Benedetto è stato un grandissimo teologo, il cui ruolo di Prefetto della Congregazione per la Dottrina della Fede fu fondamentale negli anni del pontificato di Wojtyla per riportare la Chiesa sul binario dell’ortodossia dopo l’epopea delle grandi ubriacature post conciliari e dei grandi errori scaturiti dall’interpretazione ultra modernista del Concilio Vaticano II ad opera di Karl Rahner e dei suoi molti seguaci. Ma forse ad un certo punto Ratzinger ha capito che fare il papa era un qualcosa di troppo grande per lui, uomo di studio, di pensiero, di scrittura, ma non di azione. Benedetto capì di non avere effettivamente le forze fisiche e la volontà di affrontare una guerra snervante con i suoi nemici, interni ed esterni alla Chiesa, e volle farsi da parte per tornare ai suoi studi e alle sue opere.
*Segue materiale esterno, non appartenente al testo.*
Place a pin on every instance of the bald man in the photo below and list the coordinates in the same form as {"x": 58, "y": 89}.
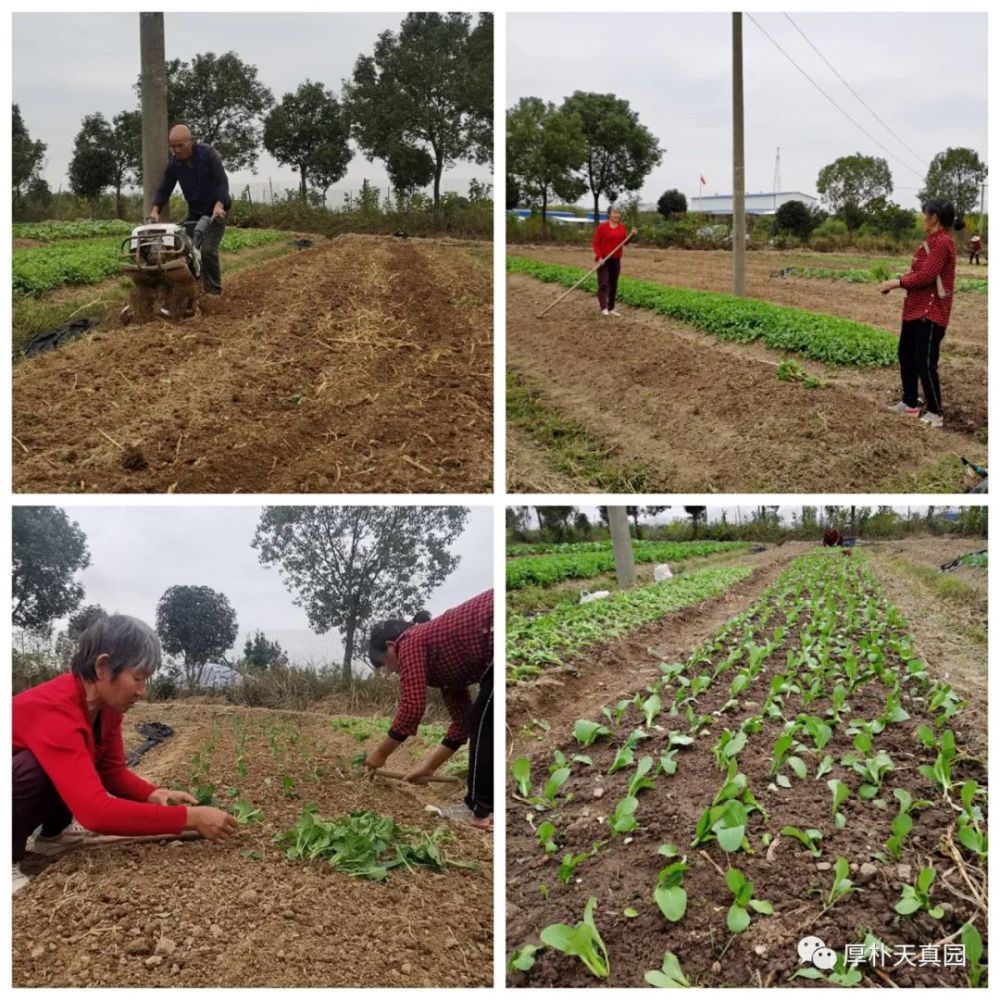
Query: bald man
{"x": 199, "y": 171}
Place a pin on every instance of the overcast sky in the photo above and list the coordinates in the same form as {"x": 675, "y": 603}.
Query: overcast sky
{"x": 924, "y": 75}
{"x": 70, "y": 65}
{"x": 136, "y": 553}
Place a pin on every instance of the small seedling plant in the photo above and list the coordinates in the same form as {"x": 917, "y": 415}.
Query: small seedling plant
{"x": 917, "y": 897}
{"x": 582, "y": 941}
{"x": 738, "y": 918}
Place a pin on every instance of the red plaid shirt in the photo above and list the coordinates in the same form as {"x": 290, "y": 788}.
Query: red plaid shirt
{"x": 922, "y": 300}
{"x": 451, "y": 653}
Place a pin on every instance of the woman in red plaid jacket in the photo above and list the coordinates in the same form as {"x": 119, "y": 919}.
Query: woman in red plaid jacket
{"x": 930, "y": 286}
{"x": 452, "y": 653}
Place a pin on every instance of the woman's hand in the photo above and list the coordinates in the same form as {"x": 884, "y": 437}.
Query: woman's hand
{"x": 170, "y": 797}
{"x": 211, "y": 823}
{"x": 419, "y": 774}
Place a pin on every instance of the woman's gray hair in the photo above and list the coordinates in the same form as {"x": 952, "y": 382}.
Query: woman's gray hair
{"x": 130, "y": 644}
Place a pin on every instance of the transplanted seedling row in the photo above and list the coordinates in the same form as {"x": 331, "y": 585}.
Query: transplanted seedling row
{"x": 816, "y": 687}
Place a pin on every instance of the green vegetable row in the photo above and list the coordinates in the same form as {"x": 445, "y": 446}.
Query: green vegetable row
{"x": 49, "y": 231}
{"x": 815, "y": 335}
{"x": 38, "y": 270}
{"x": 565, "y": 630}
{"x": 860, "y": 276}
{"x": 547, "y": 570}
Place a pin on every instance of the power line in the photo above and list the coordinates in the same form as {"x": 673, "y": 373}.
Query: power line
{"x": 857, "y": 125}
{"x": 851, "y": 89}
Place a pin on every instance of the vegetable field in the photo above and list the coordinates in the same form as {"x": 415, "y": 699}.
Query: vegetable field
{"x": 691, "y": 389}
{"x": 545, "y": 570}
{"x": 267, "y": 907}
{"x": 78, "y": 260}
{"x": 364, "y": 361}
{"x": 803, "y": 778}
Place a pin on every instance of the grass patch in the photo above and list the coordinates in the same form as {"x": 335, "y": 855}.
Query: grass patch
{"x": 943, "y": 476}
{"x": 568, "y": 446}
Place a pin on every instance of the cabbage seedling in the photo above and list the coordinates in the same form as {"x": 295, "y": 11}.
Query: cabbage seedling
{"x": 738, "y": 918}
{"x": 582, "y": 940}
{"x": 669, "y": 975}
{"x": 918, "y": 897}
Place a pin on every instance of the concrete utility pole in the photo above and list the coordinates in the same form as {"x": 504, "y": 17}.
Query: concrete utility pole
{"x": 739, "y": 181}
{"x": 153, "y": 66}
{"x": 621, "y": 542}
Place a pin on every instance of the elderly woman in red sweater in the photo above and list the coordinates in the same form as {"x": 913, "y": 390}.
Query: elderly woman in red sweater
{"x": 69, "y": 760}
{"x": 609, "y": 239}
{"x": 930, "y": 286}
{"x": 452, "y": 653}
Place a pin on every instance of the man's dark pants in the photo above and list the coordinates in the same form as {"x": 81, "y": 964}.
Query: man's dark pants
{"x": 607, "y": 283}
{"x": 35, "y": 803}
{"x": 211, "y": 266}
{"x": 480, "y": 783}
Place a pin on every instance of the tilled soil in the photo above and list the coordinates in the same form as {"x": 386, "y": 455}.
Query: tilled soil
{"x": 702, "y": 416}
{"x": 362, "y": 365}
{"x": 624, "y": 871}
{"x": 241, "y": 914}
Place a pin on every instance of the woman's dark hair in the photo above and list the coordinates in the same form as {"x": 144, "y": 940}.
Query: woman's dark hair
{"x": 389, "y": 631}
{"x": 944, "y": 210}
{"x": 128, "y": 643}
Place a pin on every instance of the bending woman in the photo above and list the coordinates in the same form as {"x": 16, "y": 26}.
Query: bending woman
{"x": 452, "y": 653}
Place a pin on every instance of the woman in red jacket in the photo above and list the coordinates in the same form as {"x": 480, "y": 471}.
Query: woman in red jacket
{"x": 609, "y": 239}
{"x": 69, "y": 760}
{"x": 452, "y": 652}
{"x": 930, "y": 286}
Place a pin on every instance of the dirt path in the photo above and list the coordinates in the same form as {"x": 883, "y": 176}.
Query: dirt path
{"x": 709, "y": 417}
{"x": 241, "y": 914}
{"x": 363, "y": 365}
{"x": 712, "y": 271}
{"x": 601, "y": 675}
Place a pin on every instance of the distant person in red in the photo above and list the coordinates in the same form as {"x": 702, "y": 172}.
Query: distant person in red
{"x": 452, "y": 653}
{"x": 609, "y": 238}
{"x": 930, "y": 287}
{"x": 68, "y": 755}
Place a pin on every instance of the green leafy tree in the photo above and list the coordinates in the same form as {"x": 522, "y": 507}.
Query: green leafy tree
{"x": 92, "y": 167}
{"x": 794, "y": 217}
{"x": 196, "y": 623}
{"x": 671, "y": 203}
{"x": 260, "y": 653}
{"x": 27, "y": 154}
{"x": 544, "y": 147}
{"x": 621, "y": 151}
{"x": 409, "y": 168}
{"x": 350, "y": 566}
{"x": 553, "y": 522}
{"x": 48, "y": 549}
{"x": 223, "y": 103}
{"x": 423, "y": 87}
{"x": 126, "y": 149}
{"x": 852, "y": 185}
{"x": 308, "y": 132}
{"x": 697, "y": 515}
{"x": 955, "y": 175}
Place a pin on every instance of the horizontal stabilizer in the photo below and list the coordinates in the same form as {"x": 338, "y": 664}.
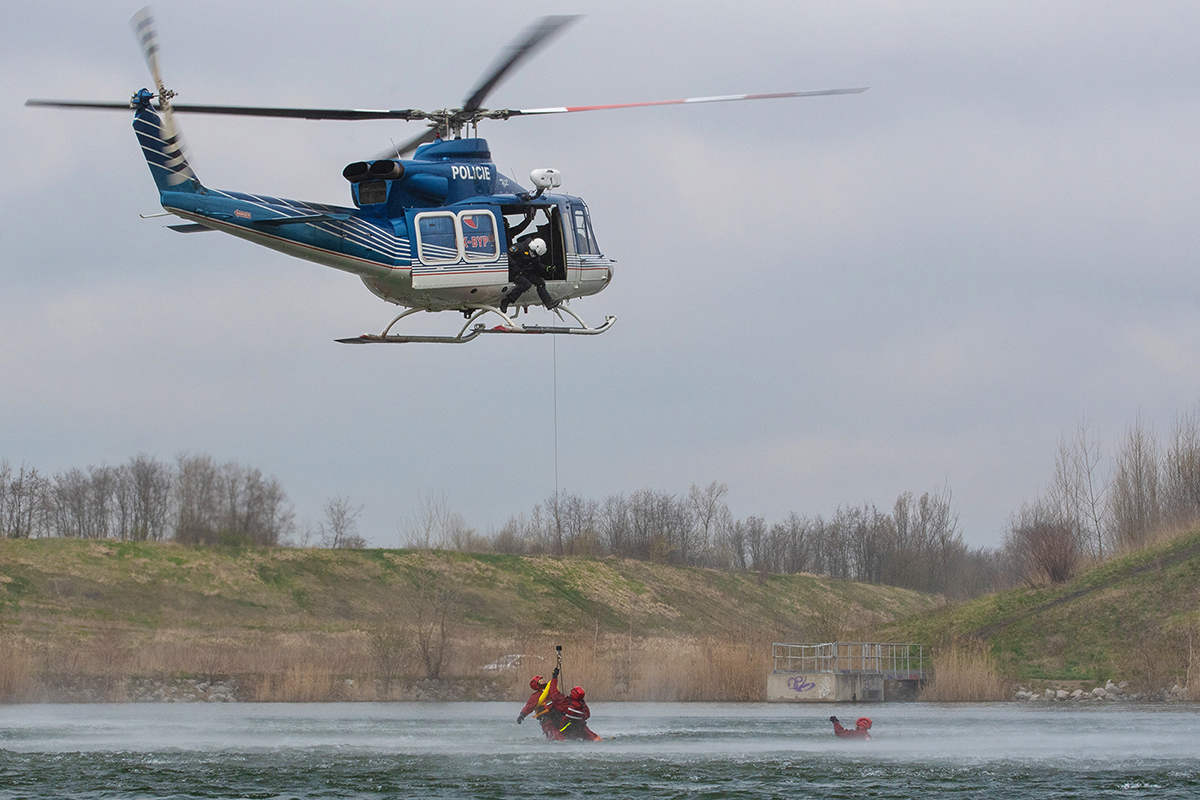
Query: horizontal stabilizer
{"x": 307, "y": 217}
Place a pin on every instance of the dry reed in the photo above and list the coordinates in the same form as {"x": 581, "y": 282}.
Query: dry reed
{"x": 313, "y": 666}
{"x": 965, "y": 674}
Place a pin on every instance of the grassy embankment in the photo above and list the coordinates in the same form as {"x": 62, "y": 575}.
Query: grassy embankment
{"x": 313, "y": 624}
{"x": 1134, "y": 618}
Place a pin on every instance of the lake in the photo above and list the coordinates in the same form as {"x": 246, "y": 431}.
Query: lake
{"x": 690, "y": 751}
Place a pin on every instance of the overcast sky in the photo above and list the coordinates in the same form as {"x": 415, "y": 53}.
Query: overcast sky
{"x": 820, "y": 301}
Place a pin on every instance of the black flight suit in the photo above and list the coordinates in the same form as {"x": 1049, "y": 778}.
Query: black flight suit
{"x": 526, "y": 270}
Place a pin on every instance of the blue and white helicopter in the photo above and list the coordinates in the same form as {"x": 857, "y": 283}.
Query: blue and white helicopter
{"x": 429, "y": 233}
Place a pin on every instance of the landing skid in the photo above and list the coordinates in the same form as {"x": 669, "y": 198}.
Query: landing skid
{"x": 508, "y": 326}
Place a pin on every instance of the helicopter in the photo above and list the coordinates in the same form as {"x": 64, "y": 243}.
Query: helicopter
{"x": 433, "y": 220}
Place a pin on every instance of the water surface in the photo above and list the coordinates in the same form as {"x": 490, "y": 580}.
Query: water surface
{"x": 695, "y": 751}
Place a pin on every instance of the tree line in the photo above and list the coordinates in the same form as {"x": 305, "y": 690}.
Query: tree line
{"x": 918, "y": 545}
{"x": 1104, "y": 501}
{"x": 193, "y": 501}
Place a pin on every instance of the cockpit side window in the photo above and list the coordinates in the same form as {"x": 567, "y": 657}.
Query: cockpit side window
{"x": 585, "y": 241}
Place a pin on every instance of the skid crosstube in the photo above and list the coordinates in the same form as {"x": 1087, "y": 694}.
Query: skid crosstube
{"x": 466, "y": 335}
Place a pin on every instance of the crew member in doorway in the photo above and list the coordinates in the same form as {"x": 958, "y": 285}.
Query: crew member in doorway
{"x": 526, "y": 270}
{"x": 858, "y": 732}
{"x": 576, "y": 717}
{"x": 546, "y": 704}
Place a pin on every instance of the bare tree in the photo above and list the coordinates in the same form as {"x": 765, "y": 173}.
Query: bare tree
{"x": 433, "y": 609}
{"x": 340, "y": 528}
{"x": 425, "y": 527}
{"x": 1181, "y": 471}
{"x": 1078, "y": 489}
{"x": 390, "y": 645}
{"x": 1133, "y": 501}
{"x": 1043, "y": 543}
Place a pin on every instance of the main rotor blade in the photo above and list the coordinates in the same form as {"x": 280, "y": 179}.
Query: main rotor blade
{"x": 534, "y": 37}
{"x": 402, "y": 150}
{"x": 720, "y": 98}
{"x": 252, "y": 110}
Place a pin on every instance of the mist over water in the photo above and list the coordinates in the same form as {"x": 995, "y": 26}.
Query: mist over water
{"x": 703, "y": 751}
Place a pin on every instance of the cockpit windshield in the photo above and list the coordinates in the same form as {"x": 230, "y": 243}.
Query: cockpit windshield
{"x": 581, "y": 223}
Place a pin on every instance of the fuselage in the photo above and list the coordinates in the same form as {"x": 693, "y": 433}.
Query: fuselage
{"x": 427, "y": 233}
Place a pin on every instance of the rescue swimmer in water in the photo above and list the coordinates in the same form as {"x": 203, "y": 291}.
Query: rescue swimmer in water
{"x": 562, "y": 716}
{"x": 862, "y": 726}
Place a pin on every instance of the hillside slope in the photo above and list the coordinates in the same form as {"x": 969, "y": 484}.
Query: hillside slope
{"x": 307, "y": 624}
{"x": 1135, "y": 617}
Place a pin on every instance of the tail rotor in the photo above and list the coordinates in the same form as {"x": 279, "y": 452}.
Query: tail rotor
{"x": 175, "y": 164}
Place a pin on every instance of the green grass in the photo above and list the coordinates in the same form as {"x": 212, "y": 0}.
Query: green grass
{"x": 1089, "y": 629}
{"x": 145, "y": 585}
Forse l’errore sta nel non voler accettare che la rinuncia di Benedetto possa essere stata effettivamente il prodotto di una debolezza umana, dello sconforto nel non riuscire a guidare la Chiesa nel mare della tempesta e nel sentirsi bersaglio degli attacchi e dell’incomprensione di tanti che soltanto oggi sembrano rivalutarlo. Una forma estrema di sacrificio assunta nella consapevolezza che la mancanza di fiducia in se stesso e nelle proprie capacità, avrebbe rischiato di compromettere il bene stesso della Chiesa. Invece fra molti ratzingeriani sembra emergere la volontà di non voler accettare la possibilità di un Benedetto XVI vittima della debolezza umana che ha scelto di sacrificare se stesso per risparmiare sofferenze alla Chiesa, con vociare assassini, complotti, campagne di delegittimazione internazionale. E allora ecco le tesi alternative, le finte dimissioni, il piano B, la sede impedita, tutte teorie legittime ma che nemmeno dopo la morte dell’Emerito sembrano trovare conferma, diversamente dalla realtà di una rinuncia volontaria che invece, anche con l’uscita degli scritti postumi, appare l’unica spiegazione plausibile. Una rinuncia volontaria ma sicuramente determinata dal clima e dagli eventi contingenti che hanno fatto perdere a Ratzinger la fiducia di poter continuare a fare il papa. E perché non credere alla possibilità che anche l’insonnia possa aver avuto la sua importanza? Perché Seewald dovrebbe inventarsi una cosa simile? Perché escludere che Ratzinger, già sfiduciato di suo, possa aver preso a pretesto i consigli del suo medico per decidersi a compiere il grande passo? Non si vuole accettare che Benedetto XVI è stato un uomo prima che un papa e che possa aver maturato la consapevolezza di non essere più all’altezza della situazione. Forse ci sfugge che la santità di Ratzinger alla fine possa stare soprattutto nella sua rinuncia al pontificato, operata non per viltà ma come grande prova d’amore e sacrificio per la Chiesa.